This is Your Brain on Brain-Eating Amoebas

Okay, I’ll admit it.

I’m a hypochondriac. WebMD knows me by name, and I’ve vaguely entertained the notion that I have cancer because they told me so. However, if I hadn’t looked up my symptoms on the site when I had an inflamed gallbladder, I might not have thought my condition serious enough to go to the ER. (Okay, maybe I would have because I was in a fetal position on the floor of my dorm room, crying, muttering that I didn’t want to die in said dorm room).

Let’s just say the power of the Internet is far too great for people like me.

So, when I experienced painful headaches for a a lonesome string of days, I became a little frustrated and a little too preoccupied with the Internet. I knew my sinuses were to blame, but I could not figure out why my nose sprays or allergy medicines were not working.

Inevitably, I panicked.

I had just cleaned out my nose spray with warm water, and I had taken every precaution to wait until the nozzle dried to make sure that tap-water microbial cysts did not find a home in my nose. But had I made a mistake? Was 24 hours of air drying not enough to eradicate microscopic pests? What would the headlines say? “Blogger Dies, Leaves a Life of Unfinished Writing and Awful Selfies Behind”

Cue brake screeching. With my headaches increasing in severity, the obvious reason for them did not occur to me. A lowly sinus infection had to take a backseat to brain-eating amoebas.

Commence my incessant research into the latter. Unfortunately, brains are a sometimes snack for these amoebas. In fact, when they travel into your nose through pond or lake water, they simply have to eat your brain because there is nothing else to satiate their appetite. But there’s no cure. Your symptoms will show up in 2-14 days, but after that, you’ll most certainly die. And you won’t be almost dead, like in The Princess Bride, you’ll be all dead. WebMD nonchalantly mentions that a couple of teenagers die every year because they go swimming in a pond without their nose plugs. (Oh sure, because people wear nose plugs. Right after they put on their bathing caps!)

With this recent research nestled in my obviously decaying brain, I started to plan my funeral arrangements, deciding on the music that would crescendo into a mournful rendition of “Amazing Grace” on the bagpipes. I worried what my family would do with this blog, if they would let it fade to black. And not once did I stop to think that I might actually be brain-eating amoeba free. Not once.

The point is, we all get caught up in the moment. We all have a flair for the dramatics. We all see the forest for the trees. We all get stuck on the worst case scenario.
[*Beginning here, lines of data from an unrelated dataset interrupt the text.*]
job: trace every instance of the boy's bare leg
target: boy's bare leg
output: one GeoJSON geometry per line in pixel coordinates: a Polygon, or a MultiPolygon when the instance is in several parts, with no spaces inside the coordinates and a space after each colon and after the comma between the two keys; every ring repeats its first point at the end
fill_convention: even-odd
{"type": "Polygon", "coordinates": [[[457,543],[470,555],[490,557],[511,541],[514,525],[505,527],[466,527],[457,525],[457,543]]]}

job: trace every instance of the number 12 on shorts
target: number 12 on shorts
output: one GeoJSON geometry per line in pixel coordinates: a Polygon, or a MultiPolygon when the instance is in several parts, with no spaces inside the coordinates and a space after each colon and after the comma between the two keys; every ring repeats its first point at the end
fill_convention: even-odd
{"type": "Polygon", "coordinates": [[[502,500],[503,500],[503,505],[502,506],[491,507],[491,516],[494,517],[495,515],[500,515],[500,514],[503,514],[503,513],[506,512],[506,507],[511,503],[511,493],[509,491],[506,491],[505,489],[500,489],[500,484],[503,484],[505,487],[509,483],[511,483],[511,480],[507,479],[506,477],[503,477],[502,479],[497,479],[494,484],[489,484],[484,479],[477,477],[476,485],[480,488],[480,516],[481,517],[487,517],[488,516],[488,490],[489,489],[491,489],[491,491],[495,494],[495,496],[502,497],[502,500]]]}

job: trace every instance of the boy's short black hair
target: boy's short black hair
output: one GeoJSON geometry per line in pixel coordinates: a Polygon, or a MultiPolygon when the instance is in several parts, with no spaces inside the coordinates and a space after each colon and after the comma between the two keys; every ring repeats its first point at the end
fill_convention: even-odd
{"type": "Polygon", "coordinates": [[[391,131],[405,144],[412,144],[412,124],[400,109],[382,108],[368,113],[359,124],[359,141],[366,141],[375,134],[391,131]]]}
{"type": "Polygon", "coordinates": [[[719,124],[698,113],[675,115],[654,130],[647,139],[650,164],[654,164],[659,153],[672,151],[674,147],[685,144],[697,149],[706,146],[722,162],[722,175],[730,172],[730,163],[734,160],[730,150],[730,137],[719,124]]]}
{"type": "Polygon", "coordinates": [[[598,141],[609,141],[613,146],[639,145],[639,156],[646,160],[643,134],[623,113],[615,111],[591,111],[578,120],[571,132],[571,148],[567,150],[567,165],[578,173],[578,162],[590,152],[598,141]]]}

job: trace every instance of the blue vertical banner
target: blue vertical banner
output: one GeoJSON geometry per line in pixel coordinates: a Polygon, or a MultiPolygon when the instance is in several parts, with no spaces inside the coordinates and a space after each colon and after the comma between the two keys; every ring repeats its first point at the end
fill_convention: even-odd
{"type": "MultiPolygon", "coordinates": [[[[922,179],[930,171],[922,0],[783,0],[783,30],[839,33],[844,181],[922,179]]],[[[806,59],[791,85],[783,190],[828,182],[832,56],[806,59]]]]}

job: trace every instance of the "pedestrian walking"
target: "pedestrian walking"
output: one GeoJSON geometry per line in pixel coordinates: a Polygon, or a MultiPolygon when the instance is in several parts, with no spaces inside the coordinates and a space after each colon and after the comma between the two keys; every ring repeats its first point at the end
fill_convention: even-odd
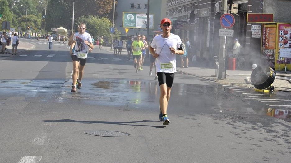
{"type": "Polygon", "coordinates": [[[113,49],[114,50],[114,55],[117,55],[117,49],[118,49],[118,40],[116,37],[113,41],[113,49]]]}
{"type": "Polygon", "coordinates": [[[184,54],[184,47],[178,36],[170,33],[172,22],[168,18],[161,21],[163,34],[155,37],[150,47],[151,55],[156,58],[157,75],[160,86],[160,120],[163,125],[170,120],[167,115],[168,102],[176,71],[176,55],[184,54]],[[156,50],[155,49],[156,48],[156,50]]]}
{"type": "MultiPolygon", "coordinates": [[[[159,35],[157,33],[155,33],[154,35],[154,36],[153,37],[153,39],[155,38],[155,37],[156,36],[159,36],[159,35]]],[[[151,41],[150,41],[150,42],[149,42],[149,44],[150,45],[150,43],[153,42],[153,40],[152,40],[151,41]]],[[[155,51],[155,49],[154,49],[155,51]]],[[[157,76],[157,70],[155,68],[155,58],[152,55],[150,54],[150,72],[149,72],[149,75],[150,76],[151,76],[152,75],[152,71],[153,71],[153,68],[155,67],[155,80],[156,80],[158,79],[158,76],[157,76]]]]}
{"type": "Polygon", "coordinates": [[[145,58],[146,58],[146,49],[148,48],[148,44],[146,41],[146,36],[144,35],[141,35],[141,40],[144,43],[145,45],[145,49],[141,50],[141,54],[142,54],[141,56],[141,67],[140,67],[140,70],[142,70],[142,66],[143,65],[144,61],[145,60],[145,58]]]}
{"type": "Polygon", "coordinates": [[[14,33],[12,38],[12,55],[16,55],[17,53],[17,47],[19,44],[19,40],[17,36],[17,34],[14,33]]]}
{"type": "Polygon", "coordinates": [[[77,92],[77,88],[81,89],[82,87],[82,79],[84,73],[84,68],[88,55],[89,48],[93,49],[94,45],[92,43],[92,38],[89,33],[85,32],[86,24],[80,23],[78,26],[79,32],[74,35],[73,42],[71,44],[70,52],[73,60],[73,83],[71,92],[77,92]],[[73,48],[75,46],[75,51],[73,48]]]}
{"type": "Polygon", "coordinates": [[[127,55],[128,56],[128,60],[130,60],[130,55],[131,54],[132,49],[131,48],[131,45],[132,43],[132,41],[130,37],[126,41],[127,47],[127,55]]]}
{"type": "Polygon", "coordinates": [[[100,40],[99,40],[99,48],[100,48],[100,50],[102,49],[102,45],[103,43],[103,37],[101,36],[100,37],[100,40]]]}
{"type": "MultiPolygon", "coordinates": [[[[184,40],[182,39],[181,41],[182,41],[182,44],[183,44],[183,45],[186,48],[186,46],[184,43],[184,40]]],[[[187,49],[186,48],[186,49],[187,49]]],[[[185,67],[187,68],[189,67],[189,60],[188,59],[188,51],[187,50],[185,50],[184,51],[184,54],[183,55],[181,55],[181,67],[180,67],[181,68],[184,68],[184,60],[185,60],[185,62],[186,62],[186,66],[185,67]]]]}
{"type": "Polygon", "coordinates": [[[6,45],[6,41],[8,39],[8,38],[6,36],[6,31],[3,31],[2,36],[2,49],[1,51],[4,53],[5,52],[5,48],[6,45]]]}
{"type": "Polygon", "coordinates": [[[48,49],[53,50],[52,47],[53,45],[53,34],[52,34],[48,37],[48,49]]]}
{"type": "Polygon", "coordinates": [[[123,42],[121,38],[118,41],[118,52],[117,53],[118,54],[121,55],[121,51],[122,50],[122,48],[123,47],[123,42]]]}
{"type": "Polygon", "coordinates": [[[145,45],[141,40],[141,35],[139,34],[136,36],[136,40],[132,43],[131,48],[133,50],[134,68],[136,68],[136,73],[137,74],[138,73],[138,71],[141,64],[141,50],[145,49],[145,45]]]}

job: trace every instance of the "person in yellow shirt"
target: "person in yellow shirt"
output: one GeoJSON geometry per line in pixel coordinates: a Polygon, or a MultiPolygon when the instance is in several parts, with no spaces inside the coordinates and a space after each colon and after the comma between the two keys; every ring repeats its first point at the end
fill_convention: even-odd
{"type": "Polygon", "coordinates": [[[133,50],[133,62],[134,62],[134,68],[136,69],[136,73],[138,73],[138,71],[141,66],[141,51],[144,50],[145,46],[143,42],[141,40],[141,35],[139,34],[136,36],[137,38],[136,41],[133,41],[132,44],[131,48],[133,50]]]}

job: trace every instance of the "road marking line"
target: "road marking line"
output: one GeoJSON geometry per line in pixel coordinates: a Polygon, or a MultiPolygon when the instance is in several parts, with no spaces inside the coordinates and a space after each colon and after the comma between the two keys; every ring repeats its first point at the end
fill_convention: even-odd
{"type": "Polygon", "coordinates": [[[45,136],[36,137],[33,140],[32,144],[35,145],[44,145],[46,138],[46,136],[45,136]]]}
{"type": "Polygon", "coordinates": [[[264,94],[258,94],[257,93],[242,93],[244,95],[265,95],[264,94]]]}
{"type": "Polygon", "coordinates": [[[265,98],[245,98],[245,99],[248,99],[249,100],[277,100],[279,101],[290,101],[290,100],[285,100],[284,99],[266,99],[265,98]]]}
{"type": "Polygon", "coordinates": [[[122,59],[119,59],[119,58],[112,58],[112,59],[113,59],[113,60],[115,60],[115,61],[122,61],[122,59]]]}
{"type": "Polygon", "coordinates": [[[267,105],[268,105],[270,106],[291,106],[291,105],[269,105],[269,104],[267,104],[267,105]]]}
{"type": "Polygon", "coordinates": [[[268,97],[262,97],[261,96],[247,96],[248,97],[260,97],[260,98],[266,98],[268,97]]]}
{"type": "Polygon", "coordinates": [[[284,102],[283,101],[266,101],[264,100],[259,100],[260,102],[284,102]]]}
{"type": "Polygon", "coordinates": [[[234,89],[233,88],[230,88],[229,89],[231,89],[232,90],[241,90],[241,91],[245,91],[246,89],[234,89]]]}
{"type": "Polygon", "coordinates": [[[42,156],[25,156],[21,158],[18,163],[39,163],[42,156]]]}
But I would never want to know if I was dying or not. Even if I was. (And I don’t know yet because I haven’t been to the doctor. I’ve just been self-diagnosing my sinus infection, as usual. So, let’s hope there isn’t a severe twist of irony in the next couple of days…)

But do you ever notice that we never ask psychics, mediums, or wayward strangers with crystal balls when we are going to die? We ask who we will marry, how much money we will have, if we will turn out alright. Because the knowledge of our death date doesn’t help us right now. You may have a weird realization in knowing when you will die, like in Big Fish, which might ironically give you the strength to go on. But more often than not, it’s just going to depress you. Like I said, there is no cure for the brain-eating amoeba. So, why worry about it?

In fact, live your day everyday like you have a brain-eating amoeba. Hug everyone a little tighter, smile at anyone you pass, and try to leave a legacy behind you. Because our physical selves deteriorate (or are eaten). But our kindness, advice, and passion will live on in others. And if you’re lucky, your awesome recipe for chocolate chip cookies might get passed down, too.